Make It Large

The ground handling market is consolidating with the major players, maneuvering frantically to ensure their share of the spoils.

The Hermetic philosophy of ‘as above, so below’ can be readily applied to the aviation industry. Because just as the airlines are moving ponderously toward consolidation, slowly demolishing outdated bilateral rules and ownership issues, the ground handling market too is witnessing a
coming together.

The same principles are driving both: economies of scale, global reach and growth potential among them. But to what extent the ground handling market will be united remains to be seen.

Swissport International Ltd., which is owned by Ferrovial and is active at 184 airports in 43 countries on five continents, believes consolidation will happen but doesn’t necessarily discount the future role of local enterprises. “We will see both developments in parallel,” says a spokesperson.
“External banks and merger and acquisition experts are predicting a consolidation on a global level of between three to four players maximum. Beside this you will find some regional providers covering their respective markets and, of course, we will always see hundreds of smaller, local players with their local expertise. The ground handling market was always highly fragmented.”

International spread
That fragmentation is eroding, however. Perhaps the best example of this is Dnata’s growing empire. Now almost 50 years old, Dnata has split into three business areas: Dnata Airport Operations, Dnata Cargo and Dnata Travel Services.

Dnata Airport Operations is obviously best known for its ground and passenger handling services at Dubai International Airport but has quietly expanded its international reach and now has services at 16 airports in seven countries — Singapore, Switzerland, Philippines, Australia, Pakistan, China and the United Arab Emirates.

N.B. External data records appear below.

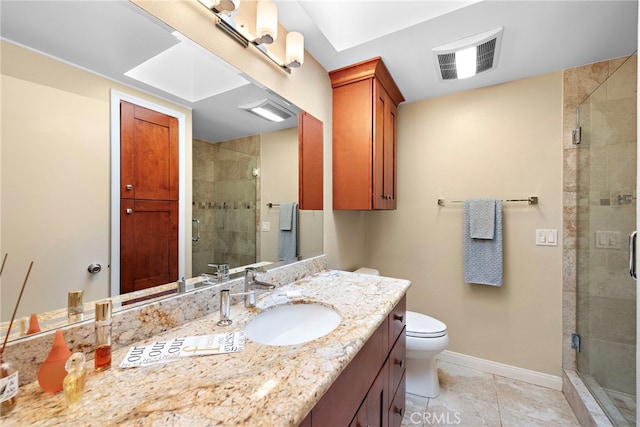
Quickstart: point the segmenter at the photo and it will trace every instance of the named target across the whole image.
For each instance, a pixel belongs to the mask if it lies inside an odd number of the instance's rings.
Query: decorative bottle
[[[87,370],[84,368],[86,358],[82,353],[73,353],[65,363],[64,368],[67,376],[64,377],[62,386],[64,388],[64,399],[69,408],[79,406],[80,399],[84,393],[84,385],[87,379]]]
[[[27,329],[27,335],[36,334],[40,332],[40,323],[38,322],[38,315],[32,313],[29,316],[29,329]]]
[[[18,404],[18,369],[13,362],[0,359],[0,415],[7,415]]]
[[[67,316],[69,322],[84,319],[84,291],[70,291],[67,295]]]
[[[95,369],[104,371],[111,367],[111,301],[96,303],[95,327]]]
[[[49,356],[38,371],[38,384],[44,391],[56,393],[62,390],[62,381],[67,375],[64,365],[69,356],[71,356],[71,350],[67,347],[62,331],[58,329]]]

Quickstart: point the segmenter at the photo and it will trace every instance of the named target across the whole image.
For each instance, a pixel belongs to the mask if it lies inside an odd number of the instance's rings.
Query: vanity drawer
[[[389,347],[393,347],[407,323],[407,297],[404,296],[389,313]]]
[[[389,427],[400,427],[402,425],[402,418],[405,413],[405,384],[406,376],[403,375],[400,379],[400,385],[395,391],[396,394],[389,406]]]
[[[406,369],[406,335],[403,330],[389,354],[389,391],[395,394]]]

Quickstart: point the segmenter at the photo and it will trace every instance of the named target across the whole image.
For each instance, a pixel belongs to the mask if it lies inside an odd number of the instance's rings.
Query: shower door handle
[[[636,236],[638,232],[634,231],[629,234],[629,275],[634,280],[638,280],[636,275]]]
[[[197,242],[198,240],[200,240],[200,220],[197,218],[193,218],[191,220],[191,223],[195,223],[196,224],[196,237],[192,237],[191,241],[192,242]]]

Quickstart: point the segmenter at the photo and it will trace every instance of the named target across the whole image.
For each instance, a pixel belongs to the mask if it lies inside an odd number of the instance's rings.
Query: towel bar
[[[507,199],[507,200],[503,200],[503,202],[528,202],[530,205],[537,205],[538,204],[538,196],[530,196],[527,197],[526,199]],[[438,199],[438,206],[444,206],[445,203],[464,203],[464,200],[445,200],[445,199]]]

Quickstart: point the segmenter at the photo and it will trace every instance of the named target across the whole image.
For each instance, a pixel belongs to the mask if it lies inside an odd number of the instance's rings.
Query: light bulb
[[[304,63],[304,36],[296,31],[287,34],[286,64],[297,68]]]
[[[260,0],[256,10],[256,32],[262,43],[273,43],[278,37],[278,7],[271,0]]]

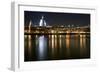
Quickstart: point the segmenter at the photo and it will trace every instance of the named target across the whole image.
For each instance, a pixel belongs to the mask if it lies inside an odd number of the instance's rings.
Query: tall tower
[[[31,32],[31,26],[32,26],[32,21],[30,20],[30,22],[29,22],[29,26],[28,26],[28,28],[29,28],[29,33]]]
[[[39,26],[46,26],[46,22],[44,20],[44,16],[41,17],[40,22],[39,22]]]

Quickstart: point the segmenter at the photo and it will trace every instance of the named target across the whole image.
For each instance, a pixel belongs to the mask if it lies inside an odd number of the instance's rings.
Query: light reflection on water
[[[87,35],[25,35],[25,61],[90,58]]]
[[[47,53],[47,39],[44,36],[40,36],[37,41],[39,42],[36,46],[37,48],[37,58],[38,60],[45,59]]]

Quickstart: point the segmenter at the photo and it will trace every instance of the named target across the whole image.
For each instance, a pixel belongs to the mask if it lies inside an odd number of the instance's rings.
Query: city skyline
[[[90,58],[90,14],[24,14],[25,62]]]
[[[32,26],[39,25],[42,16],[49,26],[90,25],[90,14],[24,11],[25,26],[28,26],[30,21],[32,21]]]

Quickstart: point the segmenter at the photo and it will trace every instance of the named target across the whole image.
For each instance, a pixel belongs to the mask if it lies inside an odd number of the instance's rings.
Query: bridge
[[[38,27],[25,27],[25,35],[69,35],[69,34],[87,34],[90,35],[90,27],[51,27],[51,26],[38,26]]]

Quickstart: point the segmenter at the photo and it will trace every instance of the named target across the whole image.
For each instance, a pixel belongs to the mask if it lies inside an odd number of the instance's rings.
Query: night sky
[[[51,26],[69,24],[74,26],[90,25],[90,14],[24,11],[25,26],[29,25],[30,20],[32,21],[32,26],[39,25],[41,16],[44,16],[47,25]]]

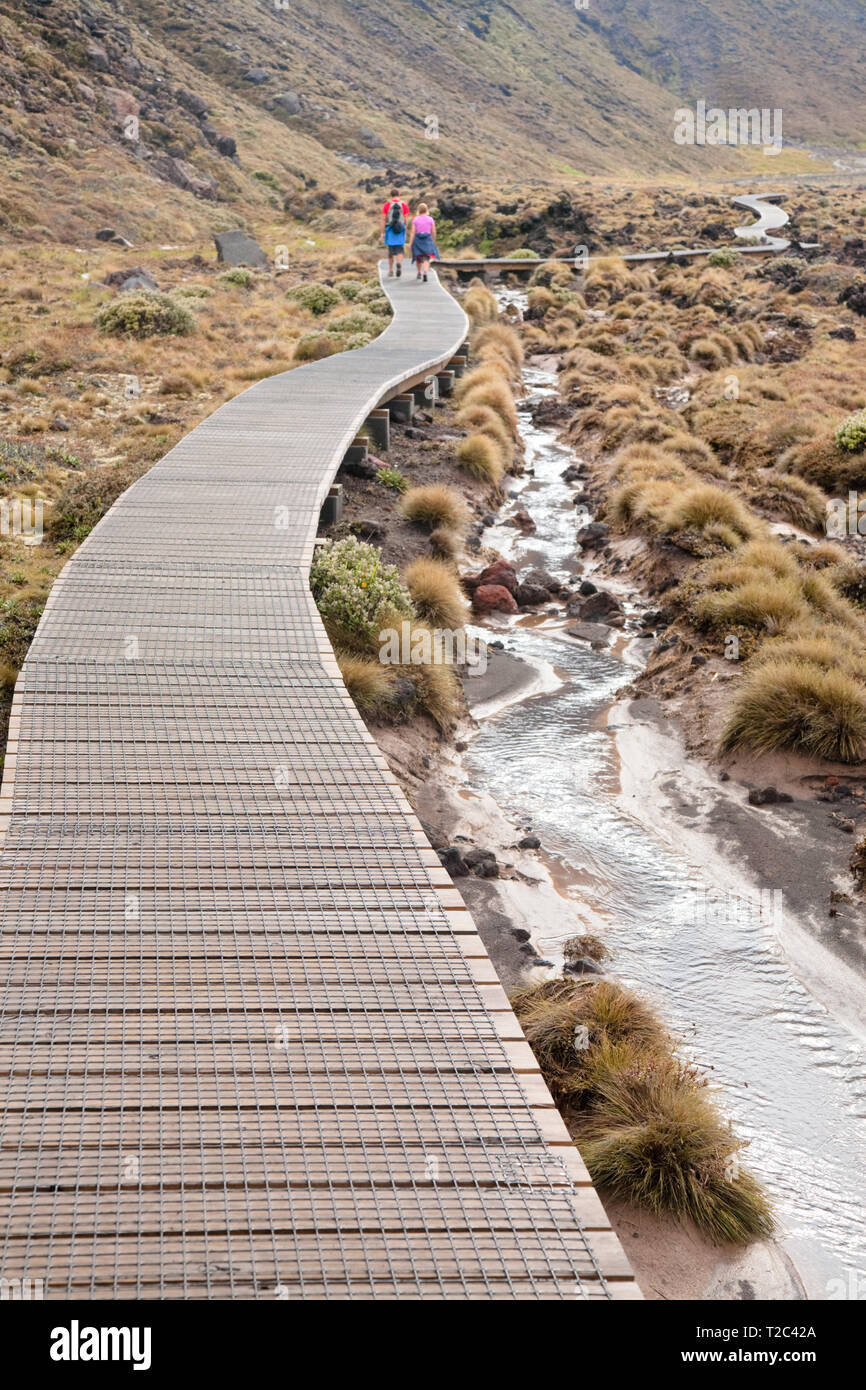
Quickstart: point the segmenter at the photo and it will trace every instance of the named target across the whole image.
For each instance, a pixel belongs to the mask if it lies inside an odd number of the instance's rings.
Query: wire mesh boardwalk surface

The most recent acquisition is Jet Handling AG, the airport handling division of Swiss-based Jet Aviation Group. The agreement was signed in November 2007 and was the third deal of the year following joint ventures in Australia and China.

“We were attracted by Jet Aviation Handling’s reputation as a first-class, quality handling agent, one of the best in Europe,” explains Stewart Angus, divisional senior vice president, Associated Companies, Dnata. “It has an excellent management team, sets itself very high standards and has a strong customer base. As such, this fits in perfectly with our strategy of building a network of high-caliber operations in different countries.”

Jet Handling operates from Zurich and Geneva and its 60-strong client base includes British Airways, Emirates, Etihad and Air Berlin. More than 1,000 staff across the two airports offer a comprehensive package such as passenger services, communications, cargo and station control.

The sale means the group will now be able to concentrate on its core activities in the private and business aviation sector — the FBO operations are not part of the deal but rather will remain with the Jet Aviation Group.

Urs Zorn, senior vice president and general manager of Jet Aviation Handling AG, said in a statement, “Our management and the employees enjoy the full confidence of the new shareholder and Dnata is eager to work with the current management team. Within the next few months, we will change Jet Aviation Handling AG’s corporate name so that we will be fully integrated into the Dnata group.”

A need for flexibility
Angus underscores Dnata’s intent but stresses there are no plans for any changes in Jet Handling’s set-up. “We acquired Jet Aviation Handling because it was already a very good company,” he says. “We have every confidence in the management team and their staff — we see no reason to change that. Of course, we will be working with the local management team to identify how we can assist them to develop their business further, but beyond that, we will not be making any significant changes.”